Whole-exome sequencing reveals novel and previously reported variants in genes linked to white matter pathology in neurodevelopmental disorders
摘要
Functional neuronal networks are essential for brain growth and development, with myelin or “white matter” playing a key role not just in neuronal transmission but also in axonal support, maintenance, and repair. Disruption of these networks through genetic variation contributes to a range of neurodevelopmental disorders, including both primary inherited white matter disorders and an ever increasing list of secondary leukodystrophies or leucoencephalopathies.
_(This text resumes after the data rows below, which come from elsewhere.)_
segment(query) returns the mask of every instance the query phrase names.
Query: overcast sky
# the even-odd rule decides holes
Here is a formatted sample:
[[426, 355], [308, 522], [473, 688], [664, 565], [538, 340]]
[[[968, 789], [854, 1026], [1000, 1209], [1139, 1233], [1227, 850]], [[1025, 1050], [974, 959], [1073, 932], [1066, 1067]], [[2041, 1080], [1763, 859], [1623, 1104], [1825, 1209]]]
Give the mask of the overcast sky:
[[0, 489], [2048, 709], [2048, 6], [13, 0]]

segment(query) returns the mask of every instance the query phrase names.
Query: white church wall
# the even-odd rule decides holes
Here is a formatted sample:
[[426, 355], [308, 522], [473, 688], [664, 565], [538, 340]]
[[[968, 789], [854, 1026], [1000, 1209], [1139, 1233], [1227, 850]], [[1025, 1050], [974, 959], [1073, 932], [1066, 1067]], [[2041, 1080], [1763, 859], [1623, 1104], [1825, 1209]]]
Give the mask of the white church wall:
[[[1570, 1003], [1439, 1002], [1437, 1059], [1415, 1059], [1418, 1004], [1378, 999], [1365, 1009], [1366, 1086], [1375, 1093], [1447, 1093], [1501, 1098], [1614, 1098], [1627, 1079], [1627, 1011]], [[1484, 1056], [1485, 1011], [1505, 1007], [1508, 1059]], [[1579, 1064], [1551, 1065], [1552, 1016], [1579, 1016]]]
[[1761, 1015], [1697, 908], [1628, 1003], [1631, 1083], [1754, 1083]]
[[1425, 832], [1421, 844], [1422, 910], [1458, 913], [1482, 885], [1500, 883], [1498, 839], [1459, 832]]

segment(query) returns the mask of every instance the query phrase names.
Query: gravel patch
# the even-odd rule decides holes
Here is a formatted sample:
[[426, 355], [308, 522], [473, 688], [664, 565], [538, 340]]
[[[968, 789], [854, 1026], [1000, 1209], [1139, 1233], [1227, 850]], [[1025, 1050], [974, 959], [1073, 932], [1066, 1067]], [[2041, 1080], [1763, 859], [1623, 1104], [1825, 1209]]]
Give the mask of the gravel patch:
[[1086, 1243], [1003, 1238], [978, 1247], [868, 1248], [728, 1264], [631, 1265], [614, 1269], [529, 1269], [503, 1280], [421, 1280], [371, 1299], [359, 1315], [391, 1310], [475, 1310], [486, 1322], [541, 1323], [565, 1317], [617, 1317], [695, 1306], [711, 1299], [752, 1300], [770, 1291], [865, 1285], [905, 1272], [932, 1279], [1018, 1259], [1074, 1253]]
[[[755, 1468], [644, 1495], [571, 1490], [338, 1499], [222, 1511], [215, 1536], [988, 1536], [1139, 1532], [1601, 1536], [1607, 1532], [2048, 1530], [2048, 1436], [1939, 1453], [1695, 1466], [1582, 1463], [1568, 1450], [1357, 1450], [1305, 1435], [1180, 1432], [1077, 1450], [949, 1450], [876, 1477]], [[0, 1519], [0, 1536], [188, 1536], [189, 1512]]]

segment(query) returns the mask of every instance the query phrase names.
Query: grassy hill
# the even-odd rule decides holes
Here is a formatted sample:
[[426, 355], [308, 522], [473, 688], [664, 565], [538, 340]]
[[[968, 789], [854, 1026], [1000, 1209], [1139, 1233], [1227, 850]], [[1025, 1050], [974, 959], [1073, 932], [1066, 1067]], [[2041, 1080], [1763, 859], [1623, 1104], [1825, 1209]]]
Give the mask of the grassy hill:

Traditionally identified using neuroimaging techniques such as magnetic resonance imaging (MRI), clinico-radiological heterogeneity means MRI alone is rarely sufficient in providing a diagnosis requiring integration with genomic techniques and expert medical review. In this study, we describe an exome-first approach in a cohort of 78 consanguineous families with undiagnosed neurodevelopmental disorders in a healthcare resource-poor setting. The aim is to demonstrate that, even in the absence of MRI imaging, we have the potential to improve diagnostic accuracy and yield. We report positive findings in six families, including known variants in MLC1, AIMP1, ASPA, and DEGS1, and novel variants in XPA and POLR3B. This study highlights the effectiveness of whole-exome sequencing as a diagnostic tool for heterogeneous neurological disorders and provides additional evidence supporting gene-disease associations in conditions linked to white matter pathology.